La postal es desbordante. Por cada 100 barceloneses, circulan 916 turistas. La ciudad recibe más viajeros al año que Australia y Brasil juntos. Lo que comenzó como motor económico se ha convertido en un fenómeno que erosiona el día a día: alquileres inasumibles, transporte al límite, barrios donde el catalán ha sido reemplazado por menús en cinco idiomas.

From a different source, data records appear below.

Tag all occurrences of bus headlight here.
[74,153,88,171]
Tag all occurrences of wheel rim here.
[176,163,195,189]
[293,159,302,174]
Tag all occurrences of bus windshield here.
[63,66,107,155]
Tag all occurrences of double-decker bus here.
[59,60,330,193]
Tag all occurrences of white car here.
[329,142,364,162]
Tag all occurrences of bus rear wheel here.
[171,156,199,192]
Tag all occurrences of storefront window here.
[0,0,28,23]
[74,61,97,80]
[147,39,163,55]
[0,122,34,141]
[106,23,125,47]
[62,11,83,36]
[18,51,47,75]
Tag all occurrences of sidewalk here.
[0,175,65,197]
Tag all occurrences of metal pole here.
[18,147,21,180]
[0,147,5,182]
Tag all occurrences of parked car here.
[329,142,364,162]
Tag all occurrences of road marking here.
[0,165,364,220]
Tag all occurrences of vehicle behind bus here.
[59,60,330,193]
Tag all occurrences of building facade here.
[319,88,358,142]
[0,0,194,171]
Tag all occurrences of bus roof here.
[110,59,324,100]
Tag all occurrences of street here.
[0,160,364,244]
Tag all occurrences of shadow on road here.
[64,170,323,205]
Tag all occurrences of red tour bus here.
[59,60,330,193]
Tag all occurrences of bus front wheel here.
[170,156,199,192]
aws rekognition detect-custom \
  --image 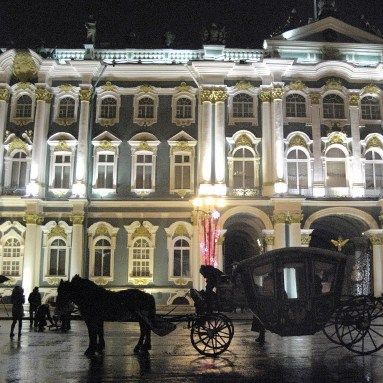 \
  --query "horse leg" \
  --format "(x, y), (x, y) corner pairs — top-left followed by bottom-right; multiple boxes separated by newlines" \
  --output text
(133, 320), (145, 355)
(85, 320), (97, 356)
(97, 321), (105, 352)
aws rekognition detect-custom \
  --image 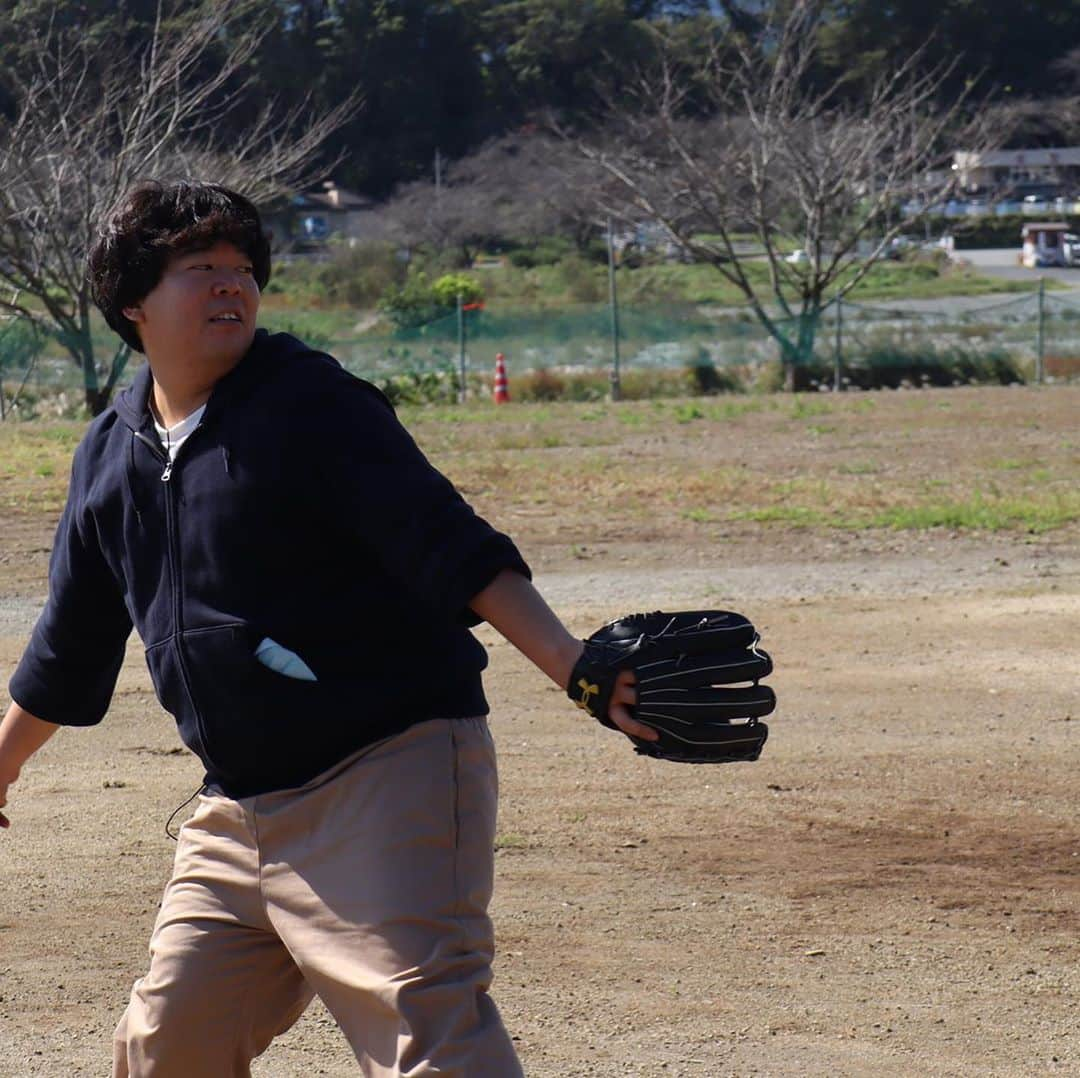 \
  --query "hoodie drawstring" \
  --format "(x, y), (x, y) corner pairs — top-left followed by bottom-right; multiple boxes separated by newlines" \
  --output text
(124, 431), (143, 527)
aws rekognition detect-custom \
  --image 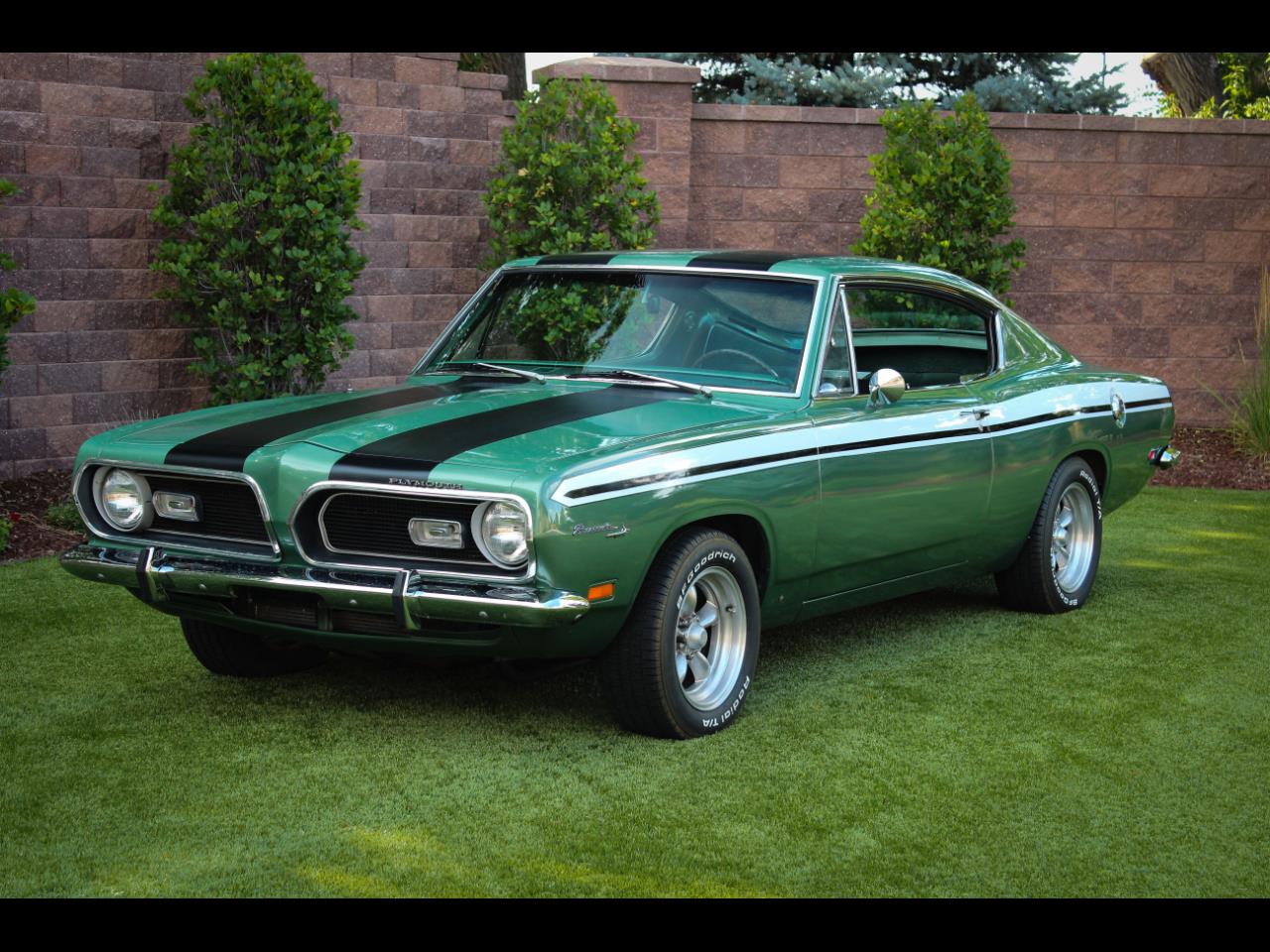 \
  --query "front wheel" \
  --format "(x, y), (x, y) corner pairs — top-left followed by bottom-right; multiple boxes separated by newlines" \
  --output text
(997, 457), (1102, 615)
(599, 528), (759, 739)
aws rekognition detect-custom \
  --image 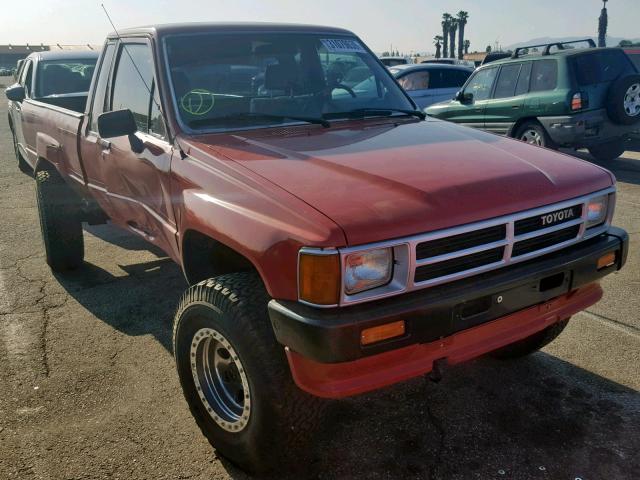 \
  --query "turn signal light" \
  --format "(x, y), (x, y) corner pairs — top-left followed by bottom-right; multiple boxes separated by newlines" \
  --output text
(598, 252), (616, 270)
(360, 320), (405, 345)
(298, 252), (340, 305)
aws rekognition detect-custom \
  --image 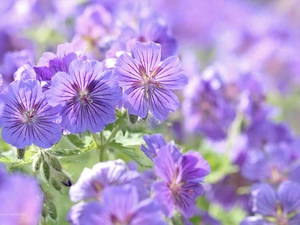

Las pancartas no mienten: «Esto no es un parque temático», se lee en fachadas de Ciutat Vella. El malestar ciudadano escala. En barrios como Gràcia, el Raval o Poble-sec, el tejido vecinal se deshilacha ante la expansión imparable de alojamientos turísticos. Incluso los cruceros, con sus oleadas diarias de miles de pasajeros, han entrado en el punto de mira.
El Ayuntamiento ha intentado poner freno: menos licencias, más tasas, vetos a nuevos hoteles. Pero la sensación de urgencia crece. Barcelona se asoma a un precipicio urbano donde la pregunta ya no es cuántos turistas puede acoger, sino cuántos más puede resistir sin perderse a sí misma.